名誉人間

 伴造はんぞうは語る。

「今の人間は、ネオを隔離しようと考えている。今の我々はもはや、人間ではない。ならばこの国の支配者は、我々か人間かのどちらかになるだろう。人間に敗れることが、オヌシらの望みか?」

 確かに、隔絶条例が発令された今、ネオが生き残る道は戦うことだけだろう。されど、そこで首を縦に振る江真えまではない。

「だからといって、争いは何も生まないだろう!」

 それが彼女の答えだった。そんな彼女の脳を巡るのは、数多の市民に苦しめられてきた日々の数々だ。自分の住む部屋の窓に石を投げられたことも、ドアポストに紙切れを詰められたことも、そして世間か罵詈雑言を浴びたことも、彼女は全て記憶している。それでも彼女は、人間と戦う道を選ばないのだ。伴造は半ば呆れつつも、説得を続ける。

「どうかな? もはや我々ネオに、戦わずして勝ち取れる安寧などない。闘争とは何かを生み出すために行うのではない。生活のために行うのだ」

 条令が出る前の彼であれば、私利私欲のためだけに戦っていたと言えるだろう。しかし今の彼は、生きるために戦っているも同然だ。そんな彼をたしなめようと試みるのは、玲玖れくである。

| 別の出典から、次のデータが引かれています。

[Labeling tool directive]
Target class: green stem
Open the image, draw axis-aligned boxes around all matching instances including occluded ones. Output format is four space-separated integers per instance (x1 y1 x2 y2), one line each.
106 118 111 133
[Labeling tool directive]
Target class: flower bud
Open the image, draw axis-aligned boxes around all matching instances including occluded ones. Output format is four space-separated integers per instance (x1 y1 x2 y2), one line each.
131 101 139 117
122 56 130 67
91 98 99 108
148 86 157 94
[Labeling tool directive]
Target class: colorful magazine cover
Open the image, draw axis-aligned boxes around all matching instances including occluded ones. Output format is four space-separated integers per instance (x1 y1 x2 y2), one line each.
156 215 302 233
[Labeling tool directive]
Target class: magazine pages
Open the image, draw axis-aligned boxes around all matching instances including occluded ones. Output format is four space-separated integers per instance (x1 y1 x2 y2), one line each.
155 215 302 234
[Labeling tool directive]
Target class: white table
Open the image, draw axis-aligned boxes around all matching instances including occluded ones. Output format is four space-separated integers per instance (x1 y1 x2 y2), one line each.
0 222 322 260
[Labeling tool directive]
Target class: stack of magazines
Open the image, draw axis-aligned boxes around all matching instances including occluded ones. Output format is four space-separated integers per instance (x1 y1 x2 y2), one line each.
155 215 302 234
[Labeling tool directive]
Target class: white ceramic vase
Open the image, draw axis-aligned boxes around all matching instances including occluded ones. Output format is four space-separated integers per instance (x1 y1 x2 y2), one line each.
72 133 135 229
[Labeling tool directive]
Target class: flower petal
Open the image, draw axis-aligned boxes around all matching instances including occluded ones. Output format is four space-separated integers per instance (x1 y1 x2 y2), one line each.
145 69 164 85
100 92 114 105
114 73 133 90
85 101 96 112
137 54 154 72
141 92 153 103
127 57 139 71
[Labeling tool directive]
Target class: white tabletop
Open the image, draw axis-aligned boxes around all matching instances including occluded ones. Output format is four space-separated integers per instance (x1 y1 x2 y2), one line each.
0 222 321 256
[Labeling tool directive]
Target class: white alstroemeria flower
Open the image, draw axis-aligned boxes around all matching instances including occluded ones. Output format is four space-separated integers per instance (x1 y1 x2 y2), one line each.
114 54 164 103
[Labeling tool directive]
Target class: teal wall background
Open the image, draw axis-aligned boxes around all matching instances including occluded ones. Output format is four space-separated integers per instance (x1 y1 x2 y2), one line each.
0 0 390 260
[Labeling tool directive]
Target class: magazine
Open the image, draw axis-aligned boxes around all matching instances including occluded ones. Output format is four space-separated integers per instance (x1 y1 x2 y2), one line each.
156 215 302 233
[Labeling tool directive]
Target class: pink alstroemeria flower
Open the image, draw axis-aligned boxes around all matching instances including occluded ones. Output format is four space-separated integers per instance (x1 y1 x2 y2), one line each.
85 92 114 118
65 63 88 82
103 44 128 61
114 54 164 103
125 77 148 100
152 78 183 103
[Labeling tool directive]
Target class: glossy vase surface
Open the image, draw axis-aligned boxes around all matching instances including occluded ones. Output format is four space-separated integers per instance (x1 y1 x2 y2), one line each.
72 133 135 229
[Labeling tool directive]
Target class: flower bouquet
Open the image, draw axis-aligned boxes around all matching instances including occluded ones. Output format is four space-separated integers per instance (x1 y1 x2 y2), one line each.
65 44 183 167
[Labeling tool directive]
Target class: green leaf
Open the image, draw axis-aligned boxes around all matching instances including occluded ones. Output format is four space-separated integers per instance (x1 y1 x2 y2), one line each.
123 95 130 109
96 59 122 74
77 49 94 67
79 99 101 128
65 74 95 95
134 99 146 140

川島かわしま、アタシたちはもう、己の間違いを認めざるを得ないところまで来ている。この星の歴史において、力の使い方を間違えた者たちは皆、相応の報いを受けてきた。共通の敵を見いだした集団は、決して烏合の衆なんかじゃねぇんだ」

 これは見違えるような変化だ。かつては裏社会の支配者として力を振りかざしてきた彼女も、今やその報いを受け入れようとしている。その後に続くように、江真も声を張り上げる。

和治かずはるが……玲玖の部下が言っていたんだ。力を持つことは、快楽の前借りだと。今この瞬間、君は力を振りかざすことに快楽を覚えているかも知れない。それでも、報いは必ず訪れる。世の中というのは、君が考えているほど簡単にいじくりまわせるものじゃない!」

 今になって、彼女は和治の発言を理解したようだ。さりとて、彼女の言葉は決して、伴造の心を動かしはしない。

「確かに、ワシは自らの首を絞めるような過ちを犯したのかも知れないな。だが、今更引き返すことなど出来ない。ワシだけではない。今の我々は皆、戦わずして自由を勝ち取ることなど出来ぬ状況に置かれているのだ」

 その言い分もまた、理に適ったものだ。これには玲玖も、首肯せざるを得ないだろう。

「なるほど、確かにそうかも知れねぇな」

 その一言が、江真を著しく動揺させる。

「玲玖! 耳を傾けるな!」

「案ずるな。アタシはただ、自ら悪役を買おうとしている爺さんを利用しようと考えただけだ」

「利用……?」

 何やら、玲玖は何かをひらめいたようだ。その考えは、江真に予想できるものではない。そこで玲玖は、自信に満ちた表情で己の考えを口にする。

「アタシらがコイツを倒せば、世間は理解するはずだ。ネオに太刀打ち出来るのは、別のネオだけだと。ネオに怯える人間どもは、ネオの手によって生かされていると!」

 仮に彼女たちが人間に許される道があるとすれば、それが唯一の活路だろう。しかし伴造は、そんな彼女を嘲笑う。

「ククク……ハハハハハ! オヌシは本当に愚かだな、玲玖! 今や、我々の敵は人間なのだ! ネオ同士でいがみ合い、争っていては、奴らの思うつぼだと思わぬのか!」

「それもいずれは利用してやるさ。ネオを複数の派閥に分断すれば、トカゲの尻尾切りが出来るってモンだ。アンタが悪で、それを倒すアタシは正義。かつて日本人が名誉白人とみなされていたように、アタシも名誉人間になるんだよ!」

「ふっ……ワシを倒すだけで、人間がオヌシのこれまでの蛮行の数々を許すと思うのか?」

 確かに、玲玖は人間を脅かしてきたネオのうちの一人だ。彼女と江真は、底知れぬ緊張感を噛みしめた。